Most users can do the following:
pip install jenkinsapi
Or..
easy_install jenkinsapi
JenkinsAPI is intended to map the objects in Jenkins (e.g. Builds, Views, Jobs) into easily managed Python objects:
Python 2.7.4 (default, Apr 19 2013, 18:28:01) [GCC 4.7.3] on linux2 Type "help", "copyright", "credits" or "license" for more information. >>> import jenkinsapi >>> from jenkinsapi.jenkins import Jenkins >>> J = Jenkins('http://localhost:8080') >>> J.keys() # Jenkins objects appear to be dict-like, mapping keys (job-names) to ['foo', 'test_jenkinsapi'] >>> J['test_jenkinsapi'] <jenkinsapi.job.Job test_jenkinsapi> >>> J['test_jenkinsapi'].get_last_good_build() <jenkinsapi.build.Build test_jenkinsapi #77>
- Salim Fadhley ([email protected])
- Aleksey Maksimov ([email protected])
- Ramon van Alteren ([email protected])
- Ruslan Lutsenko ([email protected])
- Cleber J Santos ([email protected])
- William Zhang ([email protected])
- Victor Garcia ([email protected])
- Bradley Harris ([email protected])
PLEASE do not use these email addresses for support, use github's issue tracker.

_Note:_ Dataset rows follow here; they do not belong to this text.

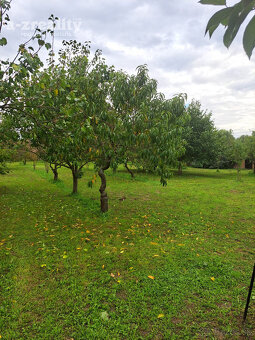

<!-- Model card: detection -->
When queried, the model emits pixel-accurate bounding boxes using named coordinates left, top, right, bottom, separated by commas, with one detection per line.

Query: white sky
left=1, top=0, right=255, bottom=136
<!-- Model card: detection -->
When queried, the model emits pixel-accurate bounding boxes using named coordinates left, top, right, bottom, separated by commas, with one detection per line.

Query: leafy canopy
left=199, top=0, right=255, bottom=58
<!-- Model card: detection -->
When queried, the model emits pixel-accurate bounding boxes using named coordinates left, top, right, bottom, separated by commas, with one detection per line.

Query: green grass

The MIT License (MIT): Permission is hereby granted, free of charge, to any person obtaining a copy of this software and associated documentation files (the "Software"), to deal in the Software without restriction, including without limitation the rights to use, copy, modify, merge, publish, distribute, sublicense, and/or sell copies of the Software, and to permit persons to whom the Software is furnished to do so, subject to the following conditions:
The above copyright notice and this permission notice shall be included in all copies or substantial portions of the Software.
THE SOFTWARE IS PROVIDED "AS IS", WITHOUT WARRANTY OF ANY KIND, EXPRESS OR IMPLIED, INCLUDING BUT NOT LIMITED TO THE WARRANTIES OF MERCHANTABILITY, FITNESS FOR A PARTICULAR PURPOSE AND NONINFRINGEMENT. IN NO EVENT SHALL THE AUTHORS OR COPYRIGHT HOLDERS BE LIABLE FOR ANY CLAIM, DAMAGES OR OTHER LIABILITY, WHETHER IN AN ACTION OF CONTRACT, TORT OR OTHERWISE, ARISING FROM, OUT OF OR IN CONNECTION WITH THE SOFTWARE OR THE USE OR OTHER DEALINGS IN THE SOFTWARE.